La bataille de la Somme : un million de victimes29/06/20162016Journal/medias/journalnumero/images/2016/06/2500.jpg.445x577_q85_box-0%2C104%2C1383%2C1896_crop_detail.jpg

il y a 100 ans

La bataille de la Somme : un million de victimes

Il y a cent ans, le 1er juillet 1916, débutait la bataille de la Somme. Elle allait durer 141 jours, jusqu’au 18 novembre 1916. Bien qu’elle ait été une des plus meurtrières de la Première Guerre mondiale, elle reste en France la « bataille oubliée ». En revanche, pour les Britanniques, elle symbolise l’horreur de cette guerre voulue par des bourgeoisies concurrentes, et les massacres de soldats commandités par les états-majors pour la conquête de quelques kilomètres.

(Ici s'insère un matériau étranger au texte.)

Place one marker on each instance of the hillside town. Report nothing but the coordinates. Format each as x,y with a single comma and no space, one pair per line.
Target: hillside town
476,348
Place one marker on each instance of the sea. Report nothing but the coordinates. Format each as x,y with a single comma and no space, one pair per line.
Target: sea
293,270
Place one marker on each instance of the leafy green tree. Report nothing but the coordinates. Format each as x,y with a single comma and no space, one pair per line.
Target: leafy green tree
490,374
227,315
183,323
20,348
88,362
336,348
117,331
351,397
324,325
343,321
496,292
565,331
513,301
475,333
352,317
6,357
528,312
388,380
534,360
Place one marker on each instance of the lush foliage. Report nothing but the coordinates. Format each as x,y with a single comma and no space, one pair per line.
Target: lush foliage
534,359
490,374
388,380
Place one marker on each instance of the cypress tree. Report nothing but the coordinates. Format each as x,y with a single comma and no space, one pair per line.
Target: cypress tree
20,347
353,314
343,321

L’idée d’une offensive conjointe entre les troupes françaises et britanniques avait été adoptée fin 1915 par les deux chefs d’état-major, Haig et Joffre. Le lieu choisi fut la Somme, point de jonction des deux armées. Primitivement prévue pour le 1er août, Joffre avait pressé son homologue britannique pour que l’offensive débute un mois plus tôt, afin de soulager la pression que les troupes allemandes exerçaient sur l’armée française à Verdun. La direction des opérations revint au commandant en chef de l’armée britannique en France, Douglas Haig.

Avec 26 divisions britanniques et 14 françaises, comptant en tout 600 000 soldats, les Alliés avaient sans conteste la supériorité numérique. Pourtant, dès le premier jour de la bataille, ce fut une défaite sanglante pour les troupes britanniques.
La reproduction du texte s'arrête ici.